Thursday, May 24, 2012


Last night Mitch and I were lying in bed, listening to the thunder and talking about this and that, and I mentioned that I wish there was a foot lotion that really put its money where its mouth is and included some kind of acid in its ingredients to stop the disgusting build-up of callouses on my heels.  Mitch feigned being grossed-out and suggested a farrier.  I couldn't recall right away what a farrier is, but then it slowly dawned on me. He could see it dawning on me and clenched up tight in preparation for my wrath, and probably questioned the wisdom of suggesting his wife is horse-like while in the vulnerable position of being flat on his back with hardly any protective clothing on.

When I finally figured out what he was insinuating, I said, "WWWWHAT?!"  and he quickly petted my nose and whispered, "Easy girl.  You might be nervous at first, but he's a pro, he could calm you down."  I thrashed and tried not to laugh and he said, "Is the thunder making you jumpy, girl? ...shhhhhhh" and continued to pet my muzzle, - I mean nose, and said, "Mmmmm ... velvety."   I tried to attack him with everything I had but he is stronger than me and held me down and put a very flat hand up to my mouth as if he was feeding me carrots, and then petted my nose and continued to whisper, "Shhhhhh..... shhhhhhhhh...."
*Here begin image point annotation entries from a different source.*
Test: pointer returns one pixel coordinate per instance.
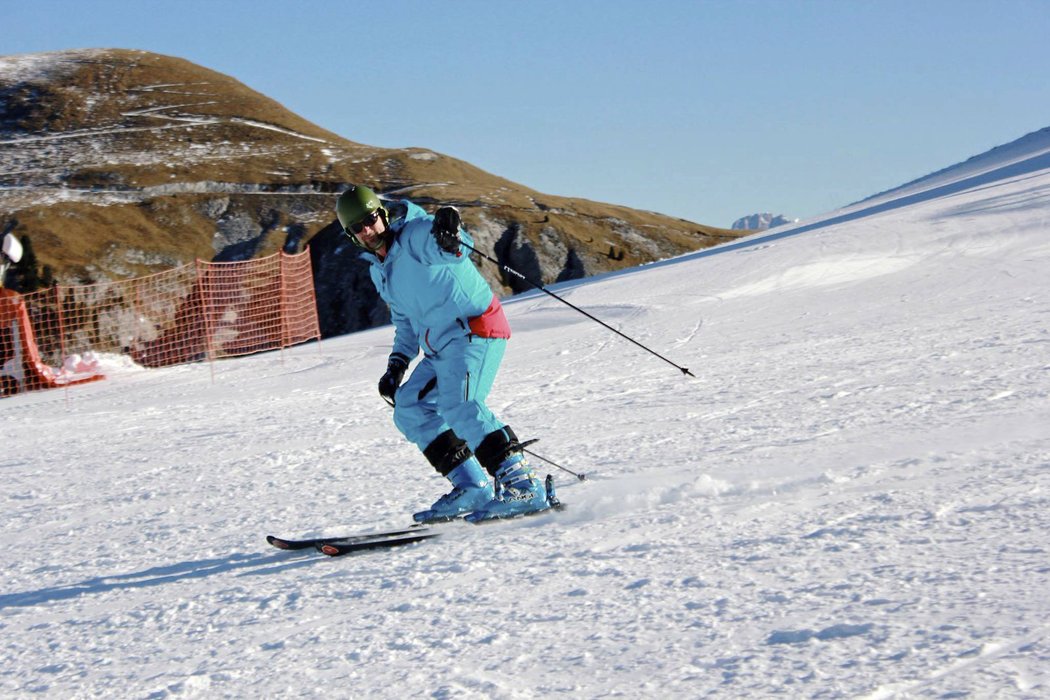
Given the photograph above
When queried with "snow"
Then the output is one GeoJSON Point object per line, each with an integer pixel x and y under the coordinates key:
{"type": "Point", "coordinates": [849, 501]}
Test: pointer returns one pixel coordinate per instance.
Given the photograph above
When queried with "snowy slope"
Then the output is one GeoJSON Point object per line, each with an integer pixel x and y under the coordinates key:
{"type": "Point", "coordinates": [849, 501]}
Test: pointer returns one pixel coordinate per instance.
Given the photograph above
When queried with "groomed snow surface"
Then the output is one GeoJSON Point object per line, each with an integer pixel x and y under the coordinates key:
{"type": "Point", "coordinates": [851, 500]}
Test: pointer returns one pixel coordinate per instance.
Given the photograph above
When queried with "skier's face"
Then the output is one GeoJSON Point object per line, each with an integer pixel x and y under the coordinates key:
{"type": "Point", "coordinates": [371, 234]}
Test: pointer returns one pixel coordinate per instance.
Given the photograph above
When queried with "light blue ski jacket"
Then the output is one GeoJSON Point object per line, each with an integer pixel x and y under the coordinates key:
{"type": "Point", "coordinates": [432, 294]}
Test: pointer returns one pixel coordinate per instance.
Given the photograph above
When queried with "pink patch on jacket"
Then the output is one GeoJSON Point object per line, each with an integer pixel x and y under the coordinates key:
{"type": "Point", "coordinates": [492, 323]}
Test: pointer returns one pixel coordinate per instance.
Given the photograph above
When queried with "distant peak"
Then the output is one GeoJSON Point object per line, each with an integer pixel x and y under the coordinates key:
{"type": "Point", "coordinates": [761, 221]}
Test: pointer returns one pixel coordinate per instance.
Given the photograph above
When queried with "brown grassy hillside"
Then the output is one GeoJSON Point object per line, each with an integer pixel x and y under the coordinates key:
{"type": "Point", "coordinates": [122, 163]}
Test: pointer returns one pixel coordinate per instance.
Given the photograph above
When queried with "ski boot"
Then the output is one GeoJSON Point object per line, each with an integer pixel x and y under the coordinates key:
{"type": "Point", "coordinates": [471, 489]}
{"type": "Point", "coordinates": [519, 491]}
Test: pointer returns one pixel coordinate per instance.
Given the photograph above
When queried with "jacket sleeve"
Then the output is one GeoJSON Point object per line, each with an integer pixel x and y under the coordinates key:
{"type": "Point", "coordinates": [423, 247]}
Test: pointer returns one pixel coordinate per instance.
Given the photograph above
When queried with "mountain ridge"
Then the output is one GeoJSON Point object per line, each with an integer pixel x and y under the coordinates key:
{"type": "Point", "coordinates": [120, 163]}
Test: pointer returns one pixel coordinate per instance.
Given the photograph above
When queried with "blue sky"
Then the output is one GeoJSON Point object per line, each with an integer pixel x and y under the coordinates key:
{"type": "Point", "coordinates": [705, 110]}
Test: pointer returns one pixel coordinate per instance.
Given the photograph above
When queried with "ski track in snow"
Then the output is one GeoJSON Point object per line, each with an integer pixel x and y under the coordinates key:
{"type": "Point", "coordinates": [851, 500]}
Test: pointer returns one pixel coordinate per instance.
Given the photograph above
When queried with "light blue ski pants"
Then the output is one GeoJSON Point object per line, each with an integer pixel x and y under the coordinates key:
{"type": "Point", "coordinates": [448, 390]}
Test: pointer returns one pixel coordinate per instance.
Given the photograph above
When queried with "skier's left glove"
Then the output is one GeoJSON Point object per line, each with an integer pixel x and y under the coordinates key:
{"type": "Point", "coordinates": [445, 229]}
{"type": "Point", "coordinates": [395, 373]}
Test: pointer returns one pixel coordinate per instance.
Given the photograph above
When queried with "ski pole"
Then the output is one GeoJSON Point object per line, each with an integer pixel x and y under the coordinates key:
{"type": "Point", "coordinates": [580, 476]}
{"type": "Point", "coordinates": [511, 271]}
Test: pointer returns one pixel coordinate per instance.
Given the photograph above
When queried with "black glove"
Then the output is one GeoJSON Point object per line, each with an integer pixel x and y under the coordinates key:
{"type": "Point", "coordinates": [445, 229]}
{"type": "Point", "coordinates": [395, 373]}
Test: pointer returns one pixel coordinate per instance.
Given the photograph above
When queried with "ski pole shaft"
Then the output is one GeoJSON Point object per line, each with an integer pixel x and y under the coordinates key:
{"type": "Point", "coordinates": [511, 271]}
{"type": "Point", "coordinates": [565, 469]}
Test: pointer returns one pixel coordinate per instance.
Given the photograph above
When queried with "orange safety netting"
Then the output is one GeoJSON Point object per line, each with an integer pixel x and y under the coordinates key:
{"type": "Point", "coordinates": [200, 311]}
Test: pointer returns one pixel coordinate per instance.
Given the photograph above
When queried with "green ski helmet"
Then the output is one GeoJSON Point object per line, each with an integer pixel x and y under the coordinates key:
{"type": "Point", "coordinates": [354, 206]}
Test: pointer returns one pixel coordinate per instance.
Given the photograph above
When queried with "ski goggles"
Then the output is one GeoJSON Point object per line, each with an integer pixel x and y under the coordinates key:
{"type": "Point", "coordinates": [368, 220]}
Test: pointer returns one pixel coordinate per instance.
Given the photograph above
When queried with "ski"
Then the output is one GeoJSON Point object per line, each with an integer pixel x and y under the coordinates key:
{"type": "Point", "coordinates": [341, 548]}
{"type": "Point", "coordinates": [337, 546]}
{"type": "Point", "coordinates": [312, 543]}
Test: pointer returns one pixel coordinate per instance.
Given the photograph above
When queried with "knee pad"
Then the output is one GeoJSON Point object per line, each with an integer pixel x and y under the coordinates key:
{"type": "Point", "coordinates": [446, 452]}
{"type": "Point", "coordinates": [495, 448]}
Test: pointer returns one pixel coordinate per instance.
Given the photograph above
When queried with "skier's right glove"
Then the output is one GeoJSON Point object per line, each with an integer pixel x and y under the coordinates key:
{"type": "Point", "coordinates": [395, 373]}
{"type": "Point", "coordinates": [445, 229]}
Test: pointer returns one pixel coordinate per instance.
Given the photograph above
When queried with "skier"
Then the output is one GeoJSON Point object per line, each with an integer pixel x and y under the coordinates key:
{"type": "Point", "coordinates": [441, 304]}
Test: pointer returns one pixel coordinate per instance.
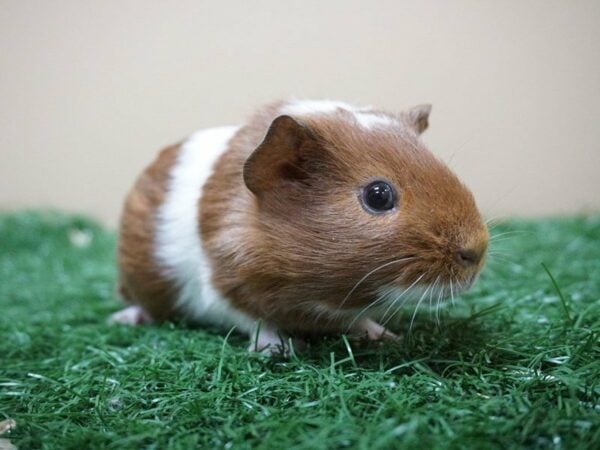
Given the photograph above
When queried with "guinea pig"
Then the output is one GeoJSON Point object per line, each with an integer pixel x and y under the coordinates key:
{"type": "Point", "coordinates": [314, 217]}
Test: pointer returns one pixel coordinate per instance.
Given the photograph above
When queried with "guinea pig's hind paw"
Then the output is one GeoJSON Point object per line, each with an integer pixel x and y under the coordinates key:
{"type": "Point", "coordinates": [132, 315]}
{"type": "Point", "coordinates": [374, 331]}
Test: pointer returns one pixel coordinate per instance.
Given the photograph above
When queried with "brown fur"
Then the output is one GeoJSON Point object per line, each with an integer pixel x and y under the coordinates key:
{"type": "Point", "coordinates": [291, 245]}
{"type": "Point", "coordinates": [140, 279]}
{"type": "Point", "coordinates": [283, 226]}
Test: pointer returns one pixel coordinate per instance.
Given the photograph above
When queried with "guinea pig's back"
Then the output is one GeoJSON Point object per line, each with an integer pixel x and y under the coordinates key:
{"type": "Point", "coordinates": [163, 266]}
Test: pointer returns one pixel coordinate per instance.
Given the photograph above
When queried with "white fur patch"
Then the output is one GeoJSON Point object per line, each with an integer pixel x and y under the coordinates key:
{"type": "Point", "coordinates": [178, 247]}
{"type": "Point", "coordinates": [365, 116]}
{"type": "Point", "coordinates": [371, 120]}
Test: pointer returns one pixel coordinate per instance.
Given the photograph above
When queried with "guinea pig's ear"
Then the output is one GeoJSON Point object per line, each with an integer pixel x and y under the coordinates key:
{"type": "Point", "coordinates": [418, 117]}
{"type": "Point", "coordinates": [280, 155]}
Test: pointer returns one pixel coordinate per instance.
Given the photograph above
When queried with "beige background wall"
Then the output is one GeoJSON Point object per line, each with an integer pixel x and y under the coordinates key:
{"type": "Point", "coordinates": [90, 90]}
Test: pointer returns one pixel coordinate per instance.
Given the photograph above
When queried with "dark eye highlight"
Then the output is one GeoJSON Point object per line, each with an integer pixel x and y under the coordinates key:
{"type": "Point", "coordinates": [378, 197]}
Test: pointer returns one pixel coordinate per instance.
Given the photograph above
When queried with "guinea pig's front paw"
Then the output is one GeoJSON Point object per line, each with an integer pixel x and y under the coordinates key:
{"type": "Point", "coordinates": [270, 341]}
{"type": "Point", "coordinates": [374, 331]}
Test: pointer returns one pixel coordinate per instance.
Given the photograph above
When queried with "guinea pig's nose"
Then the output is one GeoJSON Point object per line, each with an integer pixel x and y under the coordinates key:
{"type": "Point", "coordinates": [468, 257]}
I hate to admit it, but it was quite calming.  I will ride this out, I guess, but if he introduces a bridle or a riding crop, I'm gonna bolt, and no amount of sugar cubes will lure me back, MITCH.

UPDATE:  When Mitch read this post he said, "Do you really think if you were a horse, you would look like the horse you put on this post?  Because you wouldn't."

WTF, Mitch...


  1. I still like you mitch

  2. Why is it that my brain is stuck on "riding crop?"

  3. Dana McKibbage WaldbilligJune 15, 2012 at 8:56 AM

    Note to self: NEVER read Sarah's blog at work. I'm a receptionist, and the patients in the waiting room just got a glimpse of my insane side when I burst out laughing for no apparent reason.
    Sarah, let's go get pedicures! I had my first ever on the cruise, and the lady used a magical farrier, scraper tool on my heels. She said, "Dis feet a gumbee so'"...(use your Rwandan accent)..."cuz Ah take lot offa hee'ah"... She wasn't kidding. There was a little pile of snow on the towel.